226 Tahun Lipu Bulangita

Oleh: Ridwan Lasamao

DUA abad lebih bukanlah usia yang muda buat sebuah peradaban, ada banyak cerita dan banyak hal yang mewarnai perjalanan sejarah sebuah Negeri.

Sejak tahun 2016 silam, Pemerintah Kecamatan Bolangitang Barat, Kabupaten Bolaang Mongondow Utara (Bolmut), Provinsi Sulawesi Utara (Sulut), mulai merayakan ulang tahun Bolangitang, saat itu (2016) masuk usia ke-223 tahun negeri ini.

Bolangitang, negeri yang merupakan satu kesatuan tak terpisah dari Kabupaten Bolaang Mongondow Utara. Bolangitang, kini telah menjadi dua Kecamatan, yakni Bolangitang Barat dan Bolangitang Timur. Kedua wilayah kecamatan ini memiliki kekayaan sejarah sendiri yang ikut memperkaya khazanah sejarah Bolaang Mongondow Utara.

Mendekati tanggal 21 November, Penulis tergerak hati untuk menelusuri sebab musabab dirayakannya Ultah Bolangitang, di tanggal ini, Penulis mulai membedah literatur tertulis tentang ini, satu-satunya literatur pustaka adalah Buku Sejarah Kaidipang dan Bolangitang, tulisan Prof HT Usup (Almarhum).

Disamping itu, tak kalah penting juga ditelusuri literatur dalam tradisi bertutur lisan dari beberapa tokoh yang kiranya mengetahui persis perihal kesejarahan ini.
Salah satu tokoh yang berhasil penulis temui pada tahun 2017 silam adalah Bapak HDH Pontoh, beliau adalah keturunan (cucu) dari Raja Kaidipang Besar (RS Pontoh).

Dalam usianya yang cukup sepuh, Abo Doti, demikian sapaan akrabnya HDH Pontoh, berusaha mengandalkan ingatannya akan memori yang pernah dia tau, masih berusaha untuk mentautkan puzle ingatannya, sejarah yang ia ketahui merupakan penuturan langsung dari para leluhur yang merupakan Raja-Raja di Bolangitang.

HDH Pontoh, merupakan mantan Anggota DPRD Bolaang Mongondow, hasil Pemilu tahun 1977, menuturkan, bahwa Kaidipang dan Bolangitang, adalah satu kesatuan yang berawal dari Kedatuan Mokapog.

Selanjutnya Kerajaan Kaidipang berdiri dengan Rajanya yang pertama adalah Pugupugu, yang bergelar Datu Binangkal Korompot.

Berdirinya kerajaan Kaidipang, maka secara taktis Bolangitang dibawah Kerajaan Kaidipang.
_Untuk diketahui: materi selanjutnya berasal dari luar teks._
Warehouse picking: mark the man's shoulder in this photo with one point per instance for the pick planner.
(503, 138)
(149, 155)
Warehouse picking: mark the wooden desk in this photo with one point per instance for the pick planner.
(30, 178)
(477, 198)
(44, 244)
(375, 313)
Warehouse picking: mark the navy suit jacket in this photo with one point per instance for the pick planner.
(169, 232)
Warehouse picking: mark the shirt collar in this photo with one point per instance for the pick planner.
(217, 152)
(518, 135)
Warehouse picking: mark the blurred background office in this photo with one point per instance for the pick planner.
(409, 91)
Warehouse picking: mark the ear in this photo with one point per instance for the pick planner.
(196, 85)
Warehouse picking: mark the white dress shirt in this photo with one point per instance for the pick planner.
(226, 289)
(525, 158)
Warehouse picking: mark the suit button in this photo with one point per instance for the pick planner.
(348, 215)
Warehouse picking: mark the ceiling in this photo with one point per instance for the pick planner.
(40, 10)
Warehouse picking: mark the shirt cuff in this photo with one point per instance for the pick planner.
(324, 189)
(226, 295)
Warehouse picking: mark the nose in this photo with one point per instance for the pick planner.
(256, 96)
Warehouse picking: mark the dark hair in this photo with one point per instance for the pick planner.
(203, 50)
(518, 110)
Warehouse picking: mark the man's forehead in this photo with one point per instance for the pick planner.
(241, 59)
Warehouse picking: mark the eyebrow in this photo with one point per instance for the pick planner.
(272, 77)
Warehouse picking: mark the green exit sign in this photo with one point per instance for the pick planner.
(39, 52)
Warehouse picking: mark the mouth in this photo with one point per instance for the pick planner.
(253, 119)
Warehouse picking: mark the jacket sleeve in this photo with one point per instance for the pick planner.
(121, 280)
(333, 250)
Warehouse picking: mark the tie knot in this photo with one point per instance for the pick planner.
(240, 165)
Perkembangan selanjutnya, Bolangitang berdiri dan berdaulat menjadi Kerajaan Bolangitang. Sehingga Kaidipang dan Bolangitang menjadi dua kerajaan yang masing-masing berdaulat.

Tahun 1912, oleh Pemerintah Hindia Belanda, Kaidipang dan Bolangitang, digabung menjadi satu kerajaan yang diberi nama Kerajaan Kaidipang Besar dengan Rajanya adalah RS Pontoh, kakek dari HDH Pontoh.

Ada beberapa peristiwa sejarah yang berhasil penulis dapatkan dari perbincangan dengan Abo HDH Pontoh, diantaranya tentang terbakarnya Jembatan Gantung, di Desa Langi oleh Permesta, Selamatnya Komalig Kaidipang Besar dari pembakaran oleh Permesta, Peristiwa heroik pengibaran Merah Putih di Kaidipang Besar dan beberapa peristiwa bersejarah lainnya.

Namun penulis baru sekedar memaparkan secara khusus tentang Dirgahayu ke-226 Tahun Bolangitang, ditulisan ini karena momentum kesejarahannya ada di bulan November, dan kiranya November menjadi bulan penting dalam perjalanan sejarah Bolangitang.

Kemudian jika kita baca sejarah yang ditulis oleh HT Usup (Almarhum), maka akan kita dapati tentang kelumit sejarah berdirinya Bolangitang, menjadi sebuah kerajaan yang berdaulat di tanggal 21 November 1793. Maka kalau dihitung, sesungguhnya Negeri Bolangitang itu telah berusia 226 Tahun pada tanggal 21 November 2019  ini.

Ada hal penting yang terjadi di tahun 1793 silam. Berdasarkan beberapa manuskrip lama, surat menyurat antara Penghulu Bolangitang (Antogia Pontoh) dengan Kesultanan Ternate, bahwa pernah terjadi kontak-kontak antar kerajan ditahun 1793.
Kontak-kontak lewat surat ini, sehubungan dengan pendirian Kerajaan Bolangitang, pada awalnya dibawah taktis pemerintahan Kaidipang. Sehingga Bolangitang dikala itu dinaikkan statusnya menjadi sebuah Kerajaan yang berdaulat, berpisah secara de Jure dari Kaidipang.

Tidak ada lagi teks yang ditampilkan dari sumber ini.